Rz. 15
Im Verhältnis der unter dem Rang des BUrlG stehenden Regelungen in einem Tarifvertrag, einer Betriebsvereinbarung und einem Arbeitsvertrag gilt die Einschränkung des Einzelvergleichs, wie er durch § 13 Abs. 1 Satz 3 BUrlG vorgegeben ist, dann nicht, wenn das Verhältnis dieser Regelungen zueinander und nicht im Verhältnis zum BUrlG zur Prüfung steht (zur speziellen Problematik zwischen Betriebsvereinbarung und Tarifvertrag s. Rz. 17-18). Bei der Frage, ob eine arbeitsvertragliche Regelung im Verhältnis zu einer tariflichen Regelung oder einer Regelung in einer Betriebsvereinbarung günstiger ist, ist deshalb nicht jede einzelne Bestimmung ins Verhältnis zu derjenigen der Ranghöheren zu setzen (Einzelvergleich), sondern es erfolgt ein Sachgruppenvergleich. Dieser Sachgruppenvergleich beinhaltet die Feststellung, welche Regelungen in den zu vergleichenden Regelungswerken (Arbeitsvertrag, Betriebsvereinbarung bzw. Tarifvertrag) überhaupt in einem sachlichen Zusammenhang stehen und miteinander verglichen werden können (s. Rz. 21). Maßgebend ist vor allem, ob die Bestimmungen denselben Gegenstand betreffen, hilfsweise die Verkehrsanschauung. Nach Auffassung des BAG gehören z. B. Dauer des Urlaubs, Länge der Wartezeit und Höhe des Urlaubsgelds zusammen, ebenso tariflicher Grundlohn und tarifliche Lohnzuschläge.
Rz. 16
Beispiel
Auf ein Arbeitsverhältnis findet ein Manteltarifvertrag (MTV) kraft beiderseitiger Tarifbindung Anwendung. Der MTV enthält keine ausdrückliche Regelung über Vertragsstrafen. Er schließt die einzelvertragliche Vereinbarung von Vertragsstrafen auch nicht ausdrücklich aus.

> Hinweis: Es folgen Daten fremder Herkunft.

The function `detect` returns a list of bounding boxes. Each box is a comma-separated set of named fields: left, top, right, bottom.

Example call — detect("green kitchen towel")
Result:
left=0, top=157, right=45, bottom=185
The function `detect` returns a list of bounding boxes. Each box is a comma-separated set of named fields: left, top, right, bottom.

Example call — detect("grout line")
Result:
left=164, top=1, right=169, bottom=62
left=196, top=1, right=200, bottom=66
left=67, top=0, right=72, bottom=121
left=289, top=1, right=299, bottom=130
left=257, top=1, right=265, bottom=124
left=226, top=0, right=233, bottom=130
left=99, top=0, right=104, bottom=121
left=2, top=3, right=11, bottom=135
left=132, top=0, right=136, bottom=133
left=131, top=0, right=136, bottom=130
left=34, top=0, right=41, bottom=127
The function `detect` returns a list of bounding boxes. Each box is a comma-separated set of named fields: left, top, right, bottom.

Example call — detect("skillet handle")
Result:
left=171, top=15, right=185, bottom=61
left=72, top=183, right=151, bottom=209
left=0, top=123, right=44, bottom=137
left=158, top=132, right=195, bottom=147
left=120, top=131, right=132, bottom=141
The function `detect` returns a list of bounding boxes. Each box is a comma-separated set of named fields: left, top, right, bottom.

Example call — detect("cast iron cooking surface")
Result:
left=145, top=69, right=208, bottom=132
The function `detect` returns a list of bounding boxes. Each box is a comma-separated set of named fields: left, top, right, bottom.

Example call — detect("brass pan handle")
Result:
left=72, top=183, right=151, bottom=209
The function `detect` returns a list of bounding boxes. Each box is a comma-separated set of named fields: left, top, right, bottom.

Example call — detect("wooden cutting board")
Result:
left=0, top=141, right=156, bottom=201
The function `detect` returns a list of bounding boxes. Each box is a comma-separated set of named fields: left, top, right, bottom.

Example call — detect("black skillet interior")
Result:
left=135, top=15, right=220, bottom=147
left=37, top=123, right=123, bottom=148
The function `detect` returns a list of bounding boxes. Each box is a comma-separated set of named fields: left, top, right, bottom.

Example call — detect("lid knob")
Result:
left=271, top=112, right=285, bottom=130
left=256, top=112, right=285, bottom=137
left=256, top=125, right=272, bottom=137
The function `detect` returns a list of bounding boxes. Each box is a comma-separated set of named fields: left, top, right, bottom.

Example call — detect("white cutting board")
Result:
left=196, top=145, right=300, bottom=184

Der MTV enthält jedoch Bestimmungen, nach denen der Arbeitnehmer bei begründeter außerordentlicher Kündigung durch den Arbeitgeber nur Anspruch auf den gesetzlichen und nicht den im Übrigen höheren tariflichen Urlaub hat; ferner hat der Arbeitnehmer bei verschuldeter fristloser Entlassung gezahltes Urlaubsgeld in voller Höhe zurückzuzahlen. Darüber hinaus entfällt bei Beendigung des Arbeitsverhältnisses aufgrund grob treuwidrigen Verhaltens des Arbeitnehmers der Anspruch auf Zahlung der tariflichen Sonderzuwendung, die ggf. für das laufende Jahr zurückzuzahlen ist. Im Arbeitsvertrag vereinbaren die Arbeitsvertragsparteien eine Vertragsstrafe in Höhe eines Bruttomonatsgehalts für den Fall, dass der Arbeitnehmer das Arbeitsverhältnis nicht antritt, das Arbeitsverhältnis unter Vertragsbruch auflöst oder der Arbeitgeber durch schuldhaft vertragswidriges Verhalten des Arbeitnehmers zur fristlosen Kündigung des Arbeitsverhältnisses veranlasst wird. Der Arbeitnehmer wird wegen Diebstahls außerordentlich gekündigt. Er meint, dass der Arbeitgeber neben den tariflichen Sanktionen nicht auch noch die vertraglich vereinbarte Vertragsstrafe verlangen könne.
Lösung
Ob der Arbeitsvertrag eine zuungunsten des Arbeitnehmers abweichende Abmachung i. S. d. § 4 Abs. 3 TVG enthält, erfordert einen Vergleich zwischen der einschlägigen tariflichen und der abweichenden vertraglichen Regelung. Vorliegend geht es in den tariflichen Regelungen um den Urlaub des Arbeitnehmers und um tarifliche Sonderzahlungen (Urlaubsgeld und Sonderzuwendung). Demgegenüber geht es im Arbeitsvertrag nur und ausschließlich um Vertragsstrafen bei Vertragsbruch und berechtigter fristloser Entlassung durch den Arbeitgeber wegen schuldhaft vertragswidrigen Verhaltens des Arbeitnehmers. Die Regelungskomplexe Urlaub und tarifliche Sonderzahlung einerseits sowie vertragliche Vertragsstrafe andererseits haben nichts miteinander zu tun und sind nicht miteinander vergleichbar. Es handelt sich um sachlich verschiedene Regelungsbereiche, sodass einzelvertragliche Vertragsstrafen durch tarifliche Urlaubsregelungen und tarifliche Regelungen über Sonderzahlungen nicht ausgeschlossen werden, auch wenn beide Regelungswerke dasselbe Verhalten sanktionieren. Im Übrigen dürften bei einem Vergleich nur der Urlaubsanspruch insgesamt sowie tarifliche Sonderzahlungen insgesamt mit der vertraglichen Vertragsstrafenregelung verglichen werden, nicht bloß einzelne Teile der tariflichen Regelung (Verbot der "Rosinentheorie").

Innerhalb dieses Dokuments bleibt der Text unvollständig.